Sometimes (oftentimes if I'm honest) I don't want to write. It's just so hard and scary. Sometimes I sit down to write and everything that comes out seems trite, wooden, dull, or some other equally depressing adjective. Sometimes I think it would be better if I took up a hobby that didn't ask for so much, that I could simply do for enjoyment and without the expectation of greatness. I often berate myself up for not spending enough time on writing, for not knowing the craft of story telling as well as I would like to, for spending all those years saying that I wanted to write and not doing it and therefor not putting in those precious practice hours.

But then, then I have a good writing day, or even a good writing half-hour. A writing session where I'm transported into the world I've created in my head, where everything outside my written world falls away and is not important - what is important is getting the next word and the next word down. What is important is listening to that small voice inside me that wants to share its secrets, the secrets of the lives of characters who walk around in my head like it's their home. It is a joy past any other, past the joy of my children, of sex, of food. It is a fleeting, painful joy because it asks so much and always wants more - more time, more energy - but those shining moments of living in my words, in my work, it is all I want. It is the memory of those times of clear flow that make me come back over and over. Those moments make me want to give my all to this art.

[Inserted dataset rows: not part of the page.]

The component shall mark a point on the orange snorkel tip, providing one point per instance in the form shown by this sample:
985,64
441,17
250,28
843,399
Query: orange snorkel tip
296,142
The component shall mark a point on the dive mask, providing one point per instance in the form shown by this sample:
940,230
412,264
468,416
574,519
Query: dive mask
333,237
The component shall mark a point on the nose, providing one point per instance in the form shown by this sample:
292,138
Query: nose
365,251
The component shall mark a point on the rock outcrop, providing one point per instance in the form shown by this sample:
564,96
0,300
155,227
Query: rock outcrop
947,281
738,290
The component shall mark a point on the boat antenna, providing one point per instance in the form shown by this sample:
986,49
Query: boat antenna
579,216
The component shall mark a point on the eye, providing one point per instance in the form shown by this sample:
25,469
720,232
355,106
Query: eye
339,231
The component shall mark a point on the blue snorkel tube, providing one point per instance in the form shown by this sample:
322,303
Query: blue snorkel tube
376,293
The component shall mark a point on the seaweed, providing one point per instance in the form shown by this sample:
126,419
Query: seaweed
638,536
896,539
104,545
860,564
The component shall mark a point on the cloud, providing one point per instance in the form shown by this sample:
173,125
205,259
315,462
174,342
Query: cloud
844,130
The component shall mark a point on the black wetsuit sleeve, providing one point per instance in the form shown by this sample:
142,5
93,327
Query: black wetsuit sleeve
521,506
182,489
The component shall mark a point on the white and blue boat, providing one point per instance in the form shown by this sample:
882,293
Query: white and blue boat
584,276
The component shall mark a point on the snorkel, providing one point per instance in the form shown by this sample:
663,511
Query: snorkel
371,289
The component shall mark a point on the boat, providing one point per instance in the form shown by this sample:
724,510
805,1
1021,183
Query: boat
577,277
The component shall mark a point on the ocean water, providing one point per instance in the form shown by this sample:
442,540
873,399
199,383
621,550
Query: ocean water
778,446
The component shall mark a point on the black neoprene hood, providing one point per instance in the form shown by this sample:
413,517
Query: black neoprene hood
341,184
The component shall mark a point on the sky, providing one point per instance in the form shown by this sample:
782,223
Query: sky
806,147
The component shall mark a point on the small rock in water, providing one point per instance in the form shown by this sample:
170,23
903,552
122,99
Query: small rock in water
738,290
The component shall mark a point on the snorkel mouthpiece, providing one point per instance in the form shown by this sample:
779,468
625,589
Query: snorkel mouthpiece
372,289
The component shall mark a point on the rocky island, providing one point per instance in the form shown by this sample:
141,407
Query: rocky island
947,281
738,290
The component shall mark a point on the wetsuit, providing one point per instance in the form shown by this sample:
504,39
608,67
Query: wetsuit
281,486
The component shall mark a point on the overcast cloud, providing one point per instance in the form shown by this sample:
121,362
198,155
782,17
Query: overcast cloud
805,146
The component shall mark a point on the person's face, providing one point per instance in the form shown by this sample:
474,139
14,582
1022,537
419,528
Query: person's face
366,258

I also love my characters. I love how they talk to me before I go to sleep, when I'm walking the dogs, when I'm standing in line at the grocery store. They tell me things about their lives, about what they think or feel. Sometimes they are telling me about what I think or feel and hadn't ever really understood until I saw it in these characters I have created. Some of my characters are so real to me that I feel a little bad saying that I created them, perhaps I am simply a vessel for them to come into this world and it is their lives and dreams and fears that are important not mine. Some characters in fiction have done more than I ever will, have reached far more people, have made far more of an impact. Think Hamlet, Anna Karenina, Holden Caufield, Celie - all figments of imagination that resonate through our culture far longer than a mere mortal could.

small flowers
But it isn't just my characters, writing makes me love the whole world. Or rather, it allows the love I have for everything to resonate around me. For example, the other day my son and I were at the hospital for an appointment and I felt low and droopy. But then I thought about writing, about describing the people in the hospital cafeteria, describing the cafeteria itself and suddenly I loved all of it. The specificity of the world is so beautiful, but without the eye of a writer I would pass over all that beauty. I'd be oblivious to someone's bright paisly scarf, or the way their nose sits on their face. Writing makes me notice, and noticing is love.